The technological ability to characterize genetic variation at a genome‐wide scale provides an unprecedented opportunity to study the genetic underpinnings and evolutionary mechanisms that promote and sustain biodiversity. The transition from short‐ to long‐read sequencing is particularly promising and allows a more holistic view on any changes in genetic diversity across time and space. Long‐read sequencing has tremendous potential but sequencing success strongly depends on the long‐range integrity of DNA molecules and therefore on the availability of high‐quality tissue samples. With the scope of genomic experiments expanding and wild populations simultaneously disappearing at an unprecedented rate, access to high‐quality samples may soon be a major concern for many projects.
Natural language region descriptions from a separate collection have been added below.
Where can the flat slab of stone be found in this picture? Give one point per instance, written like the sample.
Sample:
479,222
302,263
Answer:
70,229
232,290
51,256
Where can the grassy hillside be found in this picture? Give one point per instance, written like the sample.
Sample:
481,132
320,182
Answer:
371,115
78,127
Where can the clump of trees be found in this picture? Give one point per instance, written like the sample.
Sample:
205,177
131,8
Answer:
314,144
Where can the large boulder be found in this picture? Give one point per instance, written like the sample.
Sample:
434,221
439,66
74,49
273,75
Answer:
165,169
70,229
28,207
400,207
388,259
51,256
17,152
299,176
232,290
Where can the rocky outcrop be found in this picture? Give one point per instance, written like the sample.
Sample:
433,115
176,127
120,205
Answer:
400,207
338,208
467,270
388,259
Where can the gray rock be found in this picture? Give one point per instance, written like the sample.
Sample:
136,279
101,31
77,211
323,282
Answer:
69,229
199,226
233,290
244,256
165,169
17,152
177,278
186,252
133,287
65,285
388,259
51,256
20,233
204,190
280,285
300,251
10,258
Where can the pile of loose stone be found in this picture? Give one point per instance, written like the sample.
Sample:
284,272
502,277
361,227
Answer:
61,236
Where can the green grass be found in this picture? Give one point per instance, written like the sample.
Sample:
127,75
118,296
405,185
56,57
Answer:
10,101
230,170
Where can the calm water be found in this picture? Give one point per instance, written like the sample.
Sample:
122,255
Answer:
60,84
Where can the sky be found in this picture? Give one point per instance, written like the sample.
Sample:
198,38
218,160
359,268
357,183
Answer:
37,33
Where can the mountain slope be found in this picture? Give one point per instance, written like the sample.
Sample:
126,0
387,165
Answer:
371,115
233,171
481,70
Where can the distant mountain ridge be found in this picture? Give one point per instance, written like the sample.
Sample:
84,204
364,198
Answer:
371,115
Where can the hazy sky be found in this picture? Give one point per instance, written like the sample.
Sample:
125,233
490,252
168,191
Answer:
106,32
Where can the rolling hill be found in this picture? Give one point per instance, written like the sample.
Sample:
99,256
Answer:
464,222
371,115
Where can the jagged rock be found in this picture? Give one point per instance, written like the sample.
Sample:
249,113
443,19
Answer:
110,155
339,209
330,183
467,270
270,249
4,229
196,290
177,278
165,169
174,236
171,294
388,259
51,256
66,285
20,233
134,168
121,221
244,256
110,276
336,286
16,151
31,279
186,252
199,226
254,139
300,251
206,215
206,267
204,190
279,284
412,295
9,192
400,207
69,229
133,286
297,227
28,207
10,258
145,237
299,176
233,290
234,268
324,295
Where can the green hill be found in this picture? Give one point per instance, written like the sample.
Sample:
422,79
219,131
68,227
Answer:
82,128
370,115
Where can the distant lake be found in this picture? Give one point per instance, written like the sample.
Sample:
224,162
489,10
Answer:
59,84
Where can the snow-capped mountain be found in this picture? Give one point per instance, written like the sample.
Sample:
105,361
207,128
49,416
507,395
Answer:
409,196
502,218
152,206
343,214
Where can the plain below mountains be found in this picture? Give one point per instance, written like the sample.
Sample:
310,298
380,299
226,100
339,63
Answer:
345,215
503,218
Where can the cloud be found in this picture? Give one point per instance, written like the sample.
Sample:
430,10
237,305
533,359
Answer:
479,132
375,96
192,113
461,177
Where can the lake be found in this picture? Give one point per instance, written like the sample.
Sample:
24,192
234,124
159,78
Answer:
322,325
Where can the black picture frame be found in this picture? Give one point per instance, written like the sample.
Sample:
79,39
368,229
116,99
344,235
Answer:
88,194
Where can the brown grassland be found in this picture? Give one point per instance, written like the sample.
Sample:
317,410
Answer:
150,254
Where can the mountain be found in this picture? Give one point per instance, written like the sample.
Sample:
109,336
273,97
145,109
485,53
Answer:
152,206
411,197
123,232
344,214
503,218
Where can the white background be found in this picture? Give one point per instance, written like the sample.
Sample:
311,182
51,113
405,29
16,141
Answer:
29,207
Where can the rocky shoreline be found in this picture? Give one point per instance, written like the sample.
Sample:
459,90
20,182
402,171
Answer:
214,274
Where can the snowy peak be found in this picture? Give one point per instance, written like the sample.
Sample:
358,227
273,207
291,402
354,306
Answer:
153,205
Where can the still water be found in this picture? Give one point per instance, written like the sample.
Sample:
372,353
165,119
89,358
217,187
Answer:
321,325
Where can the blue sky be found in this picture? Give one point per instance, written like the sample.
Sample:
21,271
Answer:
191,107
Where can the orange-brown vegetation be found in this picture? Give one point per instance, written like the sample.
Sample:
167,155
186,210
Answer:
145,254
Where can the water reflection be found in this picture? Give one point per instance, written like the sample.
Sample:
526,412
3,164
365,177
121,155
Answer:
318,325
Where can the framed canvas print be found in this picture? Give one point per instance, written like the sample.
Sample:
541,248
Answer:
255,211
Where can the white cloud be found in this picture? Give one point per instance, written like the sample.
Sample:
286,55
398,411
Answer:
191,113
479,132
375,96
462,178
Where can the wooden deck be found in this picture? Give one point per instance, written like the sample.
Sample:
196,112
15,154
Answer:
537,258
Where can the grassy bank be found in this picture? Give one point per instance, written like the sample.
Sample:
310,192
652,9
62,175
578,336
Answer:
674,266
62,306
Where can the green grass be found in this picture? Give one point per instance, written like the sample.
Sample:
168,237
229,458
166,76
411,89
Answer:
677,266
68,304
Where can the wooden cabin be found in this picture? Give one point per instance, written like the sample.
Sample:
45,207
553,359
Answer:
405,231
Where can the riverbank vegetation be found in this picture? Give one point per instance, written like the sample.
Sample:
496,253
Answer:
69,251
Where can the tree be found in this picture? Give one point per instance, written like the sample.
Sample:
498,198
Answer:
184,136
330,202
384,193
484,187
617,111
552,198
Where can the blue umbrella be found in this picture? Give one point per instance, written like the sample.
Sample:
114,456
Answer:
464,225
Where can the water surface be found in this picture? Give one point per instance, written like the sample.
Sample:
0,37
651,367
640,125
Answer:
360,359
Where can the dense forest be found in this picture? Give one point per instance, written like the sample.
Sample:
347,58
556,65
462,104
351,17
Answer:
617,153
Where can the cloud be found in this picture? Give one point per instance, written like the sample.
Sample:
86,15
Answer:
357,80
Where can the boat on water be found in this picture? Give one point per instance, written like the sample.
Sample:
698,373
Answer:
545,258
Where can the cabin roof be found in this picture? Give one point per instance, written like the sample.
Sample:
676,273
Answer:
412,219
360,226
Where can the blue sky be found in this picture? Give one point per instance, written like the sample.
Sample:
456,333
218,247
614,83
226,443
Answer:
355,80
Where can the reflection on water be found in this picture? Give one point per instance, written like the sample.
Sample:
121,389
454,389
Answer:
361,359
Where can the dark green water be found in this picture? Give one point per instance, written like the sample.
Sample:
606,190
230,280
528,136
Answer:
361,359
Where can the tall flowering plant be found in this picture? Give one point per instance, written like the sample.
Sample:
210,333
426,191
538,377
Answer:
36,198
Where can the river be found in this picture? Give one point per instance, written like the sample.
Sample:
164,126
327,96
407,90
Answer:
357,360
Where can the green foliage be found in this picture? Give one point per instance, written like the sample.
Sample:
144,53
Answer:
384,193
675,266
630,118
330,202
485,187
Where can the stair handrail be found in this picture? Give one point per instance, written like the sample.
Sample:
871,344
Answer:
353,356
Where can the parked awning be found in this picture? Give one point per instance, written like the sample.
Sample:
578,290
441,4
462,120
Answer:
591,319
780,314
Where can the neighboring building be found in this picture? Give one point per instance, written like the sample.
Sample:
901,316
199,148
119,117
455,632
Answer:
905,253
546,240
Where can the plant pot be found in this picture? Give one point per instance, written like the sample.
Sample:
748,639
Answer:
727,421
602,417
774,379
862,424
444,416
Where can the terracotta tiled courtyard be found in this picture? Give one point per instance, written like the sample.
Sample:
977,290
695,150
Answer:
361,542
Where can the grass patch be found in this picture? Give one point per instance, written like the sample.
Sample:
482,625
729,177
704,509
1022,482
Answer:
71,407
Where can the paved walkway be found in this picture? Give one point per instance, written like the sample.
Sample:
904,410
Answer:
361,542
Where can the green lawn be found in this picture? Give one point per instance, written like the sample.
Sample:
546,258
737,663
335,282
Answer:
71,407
The need for high‐quality biodiversity tissue archives is therefore urgent but sampling and preserving high‐quality samples is not a trivial exercise. In this review, I will briefly outline how long‐read sequencing can benefit the study of molecular ecology, how this will substantially increase the demand for high‐quality tissues and why it is challenging to preserve DNA integrity. I will then provide an overview of preservation approaches and end with a call for support to acknowledge the efforts needed to assemble high‐quality tissue archives. In doing so, I hope to simultaneously motivate field biologists to expand sampling practices and molecular biologists to develop (cost) efficient guidelines for the sampling and long‐term storage of tissues. A concerted, interdisciplinary, effort is needed to catalogue the genetic variation underlying contemporary biodiversity and will eventually provide a critical resource for future studies.